En ce mois de mars, le Théâtre Ouvert Luxembourg a offert un beau cadeau à son public en lui proposant Trahisons (la dernière représentation ce vendredi 22) du fameux auteur dramatique britannique Harold Pinter (1930-2008, Prix Nobel de littérature en 2005). Dans une belle et subtile mise en scène de sa directrice artistique, Véronique Fauconnet, la pièce est servie par un remarquable trio.
On se souvient avoir vu en 2020, à Opderschmelz, Le Gardien (1960) du même Pinter avec le grand Rufus, l’histoire de la rencontre de trois hommes, de trois solitudes. Avec Trahisons (1978), nous revoilà en présence de trois personnages, un triangle amoureux classique digne d’un vaudeville. Mais dans cette pièce intimiste, le dramaturge nous entraîne sur d’autres terrains de jeux ; il brouille les pistes et insuffle un soupçon d’intrigue pour mieux décortiquer les relations. Avec son style inimitable et un langage fait de ruptures, de décalages, et d’allusions, il nous fait voir à travers les mots banals du quotidien les dessous de la pensée, le sens dessus dessous des relations, les impossibilités de dire, de se dire, de communiquer et de partager. Les personnages brodent, tricotent et détricotent, se répètent et se contredisent, manipulent et mettent à nu… révélant rivalités (littéraires aussi) et jalousies, secrets et ambiguïtés, trahisons et solitudes.
Printemps 1977. La pièce commence, c’est le jour des aveux, Emma (Pauline Collet), galeriste à Londres, a donné rendez-vous dans un café à Jerry (Jean-Thomas Bouillaguet), son amant pendant sept ans (ils ont rompu deux ans auparavant). Au brillant agent littéraire, elle annonce avoir quitté son mari, Robert (Steeve Brudey Nelson), éditeur, plus vieil ami de Jerry (celui-ci a été son garçon d’honneur et est son camarade de squash) et lui avoir tout révélé. Sauf que les choses ne se sont pas vraiment passées comme cela… On l’apprendra au gré de révélations troublantes en retournant vers le passé.
Au fil du spectacle, la lumière sera faite sur neuf dates clés affichées sur un tableau en bord de scène, côté cour : l’histoire se déroule en flashback partant de ce printemps 1977 à l’hiver 1968 où tout a commencé un soir de fête, en passant par l’été 1973 à Venise (la lettre, le voyage seul de Robert à Torcello, sa lecture de Yeats).

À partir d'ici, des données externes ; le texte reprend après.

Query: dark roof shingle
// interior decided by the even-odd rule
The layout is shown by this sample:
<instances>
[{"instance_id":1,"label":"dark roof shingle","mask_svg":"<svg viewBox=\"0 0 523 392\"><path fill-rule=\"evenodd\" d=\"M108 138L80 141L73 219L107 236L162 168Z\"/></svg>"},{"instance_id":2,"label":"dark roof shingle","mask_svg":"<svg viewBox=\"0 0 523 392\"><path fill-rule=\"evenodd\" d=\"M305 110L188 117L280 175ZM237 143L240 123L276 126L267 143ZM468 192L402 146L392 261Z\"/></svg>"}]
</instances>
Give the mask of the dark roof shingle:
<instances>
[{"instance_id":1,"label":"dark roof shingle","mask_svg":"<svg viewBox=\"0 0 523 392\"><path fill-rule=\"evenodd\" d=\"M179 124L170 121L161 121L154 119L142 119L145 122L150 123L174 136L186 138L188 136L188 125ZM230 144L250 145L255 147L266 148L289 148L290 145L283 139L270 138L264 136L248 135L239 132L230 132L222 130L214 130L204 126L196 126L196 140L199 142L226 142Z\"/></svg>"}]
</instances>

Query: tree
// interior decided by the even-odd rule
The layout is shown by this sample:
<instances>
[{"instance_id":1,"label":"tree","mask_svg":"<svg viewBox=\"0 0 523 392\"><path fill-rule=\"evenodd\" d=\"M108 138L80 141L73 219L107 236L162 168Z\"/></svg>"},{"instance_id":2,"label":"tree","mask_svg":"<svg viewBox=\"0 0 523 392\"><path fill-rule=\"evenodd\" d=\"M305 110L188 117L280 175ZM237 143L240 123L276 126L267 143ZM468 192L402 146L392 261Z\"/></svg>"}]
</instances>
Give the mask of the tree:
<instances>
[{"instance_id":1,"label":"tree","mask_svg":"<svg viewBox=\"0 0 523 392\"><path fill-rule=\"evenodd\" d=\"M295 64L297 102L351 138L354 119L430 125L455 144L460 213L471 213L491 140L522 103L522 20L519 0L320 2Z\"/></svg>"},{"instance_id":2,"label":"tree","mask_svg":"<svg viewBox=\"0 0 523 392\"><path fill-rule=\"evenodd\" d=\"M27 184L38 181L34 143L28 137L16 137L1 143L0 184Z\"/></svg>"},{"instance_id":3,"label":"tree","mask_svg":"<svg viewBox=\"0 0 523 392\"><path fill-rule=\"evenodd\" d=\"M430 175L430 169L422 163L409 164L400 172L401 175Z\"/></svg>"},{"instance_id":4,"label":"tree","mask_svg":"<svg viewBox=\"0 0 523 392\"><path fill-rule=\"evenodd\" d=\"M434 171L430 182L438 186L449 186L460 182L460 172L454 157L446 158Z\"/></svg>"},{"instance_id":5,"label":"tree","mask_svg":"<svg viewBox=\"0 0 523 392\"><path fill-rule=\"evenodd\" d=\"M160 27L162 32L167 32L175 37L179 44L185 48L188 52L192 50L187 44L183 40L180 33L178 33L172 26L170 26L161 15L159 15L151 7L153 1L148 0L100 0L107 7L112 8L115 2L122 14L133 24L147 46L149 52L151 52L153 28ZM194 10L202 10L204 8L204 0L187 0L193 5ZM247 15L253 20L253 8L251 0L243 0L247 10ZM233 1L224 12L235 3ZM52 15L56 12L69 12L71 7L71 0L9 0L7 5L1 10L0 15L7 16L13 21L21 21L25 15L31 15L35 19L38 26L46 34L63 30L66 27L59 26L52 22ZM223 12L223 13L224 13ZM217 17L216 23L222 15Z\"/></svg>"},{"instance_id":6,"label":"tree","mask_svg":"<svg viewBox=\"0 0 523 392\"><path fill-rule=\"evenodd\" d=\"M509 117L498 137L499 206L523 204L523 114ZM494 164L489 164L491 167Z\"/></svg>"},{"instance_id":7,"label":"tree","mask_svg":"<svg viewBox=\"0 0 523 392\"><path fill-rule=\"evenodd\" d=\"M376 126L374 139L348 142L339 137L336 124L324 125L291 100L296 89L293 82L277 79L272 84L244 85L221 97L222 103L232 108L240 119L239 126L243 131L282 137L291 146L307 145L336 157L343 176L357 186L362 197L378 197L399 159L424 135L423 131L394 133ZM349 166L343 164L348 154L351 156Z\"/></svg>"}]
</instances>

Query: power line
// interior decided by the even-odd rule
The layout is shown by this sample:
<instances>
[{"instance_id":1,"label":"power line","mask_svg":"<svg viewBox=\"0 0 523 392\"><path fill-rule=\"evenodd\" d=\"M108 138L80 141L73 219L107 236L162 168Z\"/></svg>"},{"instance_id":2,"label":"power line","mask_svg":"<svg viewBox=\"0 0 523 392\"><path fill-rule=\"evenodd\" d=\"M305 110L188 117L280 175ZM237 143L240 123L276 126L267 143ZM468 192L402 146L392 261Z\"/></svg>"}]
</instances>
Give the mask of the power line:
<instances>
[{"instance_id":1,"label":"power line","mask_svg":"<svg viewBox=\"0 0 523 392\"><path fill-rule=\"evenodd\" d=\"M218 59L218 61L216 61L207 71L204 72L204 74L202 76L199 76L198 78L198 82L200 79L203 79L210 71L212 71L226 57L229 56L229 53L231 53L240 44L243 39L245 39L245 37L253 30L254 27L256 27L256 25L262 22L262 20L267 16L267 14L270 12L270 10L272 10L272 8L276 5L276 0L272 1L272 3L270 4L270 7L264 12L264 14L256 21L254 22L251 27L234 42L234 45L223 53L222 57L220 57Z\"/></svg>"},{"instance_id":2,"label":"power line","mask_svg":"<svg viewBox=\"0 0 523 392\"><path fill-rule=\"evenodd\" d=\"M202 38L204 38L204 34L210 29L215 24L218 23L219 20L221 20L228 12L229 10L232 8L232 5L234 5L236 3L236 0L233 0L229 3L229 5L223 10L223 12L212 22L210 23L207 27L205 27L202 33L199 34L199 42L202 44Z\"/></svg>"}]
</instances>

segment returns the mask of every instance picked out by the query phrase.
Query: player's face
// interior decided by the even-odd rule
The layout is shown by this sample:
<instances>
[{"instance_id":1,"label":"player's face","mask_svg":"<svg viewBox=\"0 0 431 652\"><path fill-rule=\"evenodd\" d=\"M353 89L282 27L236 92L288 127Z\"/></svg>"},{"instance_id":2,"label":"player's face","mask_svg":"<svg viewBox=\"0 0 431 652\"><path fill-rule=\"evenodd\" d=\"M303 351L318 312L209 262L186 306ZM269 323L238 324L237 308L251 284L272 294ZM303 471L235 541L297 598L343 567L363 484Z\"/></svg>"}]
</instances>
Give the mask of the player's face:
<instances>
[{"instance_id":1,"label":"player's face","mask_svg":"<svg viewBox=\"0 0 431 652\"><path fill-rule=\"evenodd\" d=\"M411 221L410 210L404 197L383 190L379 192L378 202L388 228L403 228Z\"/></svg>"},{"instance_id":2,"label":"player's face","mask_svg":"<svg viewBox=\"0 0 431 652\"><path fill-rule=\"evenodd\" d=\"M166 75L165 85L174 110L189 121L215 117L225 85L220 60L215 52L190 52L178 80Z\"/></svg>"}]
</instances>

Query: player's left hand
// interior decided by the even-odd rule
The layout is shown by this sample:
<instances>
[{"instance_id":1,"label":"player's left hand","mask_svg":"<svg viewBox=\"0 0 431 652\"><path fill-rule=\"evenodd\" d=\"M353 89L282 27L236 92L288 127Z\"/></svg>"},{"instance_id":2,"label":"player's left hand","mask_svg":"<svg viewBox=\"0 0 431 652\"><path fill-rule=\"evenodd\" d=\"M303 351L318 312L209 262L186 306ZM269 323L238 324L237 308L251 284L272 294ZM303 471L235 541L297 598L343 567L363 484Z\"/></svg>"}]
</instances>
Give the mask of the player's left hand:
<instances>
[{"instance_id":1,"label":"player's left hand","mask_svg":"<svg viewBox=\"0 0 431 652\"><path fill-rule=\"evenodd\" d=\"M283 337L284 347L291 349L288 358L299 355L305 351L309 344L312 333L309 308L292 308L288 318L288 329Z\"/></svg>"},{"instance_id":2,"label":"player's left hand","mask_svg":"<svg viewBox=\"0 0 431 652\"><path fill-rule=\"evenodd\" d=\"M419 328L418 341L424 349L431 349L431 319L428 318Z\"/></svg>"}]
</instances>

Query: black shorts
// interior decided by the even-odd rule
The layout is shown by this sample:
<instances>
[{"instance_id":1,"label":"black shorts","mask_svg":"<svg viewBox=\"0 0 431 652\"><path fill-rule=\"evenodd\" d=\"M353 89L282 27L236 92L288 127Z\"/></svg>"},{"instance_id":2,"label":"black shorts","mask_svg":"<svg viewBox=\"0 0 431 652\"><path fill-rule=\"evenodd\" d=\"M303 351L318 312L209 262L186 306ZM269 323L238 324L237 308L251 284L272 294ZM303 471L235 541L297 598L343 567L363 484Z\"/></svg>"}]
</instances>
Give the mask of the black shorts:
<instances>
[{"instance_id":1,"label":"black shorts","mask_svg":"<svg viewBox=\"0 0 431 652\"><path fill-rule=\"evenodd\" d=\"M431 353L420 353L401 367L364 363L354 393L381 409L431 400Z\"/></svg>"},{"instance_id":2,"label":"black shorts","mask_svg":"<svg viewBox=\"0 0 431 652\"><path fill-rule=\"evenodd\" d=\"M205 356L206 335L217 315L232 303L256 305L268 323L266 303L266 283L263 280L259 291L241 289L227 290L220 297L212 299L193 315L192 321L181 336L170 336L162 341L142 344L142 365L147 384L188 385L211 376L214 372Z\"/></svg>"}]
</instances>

Retracer le cours de l’histoire comme on remonte une rivière avec ses virages et ses imprévus, voilà le cheminement qui est proposé par l’auteur à travers des petites scènes (des duos surtout), très souvent autour d’un verre, avec des mots qui ne disent pas toujours grand-chose ou qui disent autre chose mais surtout avec des postures, des regards et des silences révélateurs.
La mise en scène fluide et élégante de Véronique Fauconnet, en finesse et en suggestion, par petites vagues filmiques et musicales, sert efficacement Harold Pinter, sa langue, ses rythmes, sa tension dramatique, son analyse en profondeur des relations amoureuses, amicales, de genre et de travail. La comédienne et les deux comédiens portent de la plus belle des manières leurs personnages qui naviguent entre vérités et faux-semblants, tantôt se dévoilant, tantôt se cachant, se rapprochant ou s’éloignant. Le trio emporte avec force et nuances le public dans ses tribulations.
Sur le plateau, un décor minimaliste (belle et inventive scénographie de Christian Klein qui signe aussi des costumes stylés) est marqué par trois ensembles délimités par des stores ouverts ou fermés (changements à vue par les comédiens) dessinant trois espaces de jeux. Au fil des scènes, les lieux alternent et les ambiances se renouvellent au gré de belles lumières, colorées et expressives (création de Manu Nourdin) qui suggèrent saisons, jours et nuits, intérieurs et extérieurs, sentiments et états d’âme. Les transitions se font en musique, jazz surtout, avec quelques beaux standards comme cette Petite Fleur qui irrigue la dernière scène.
Trahisons de Pinter/Fauconnet est un sobre et saisissant spectacle qui parle du couple, de l’humain, de ses difficultés d’être et d’être avec les autres.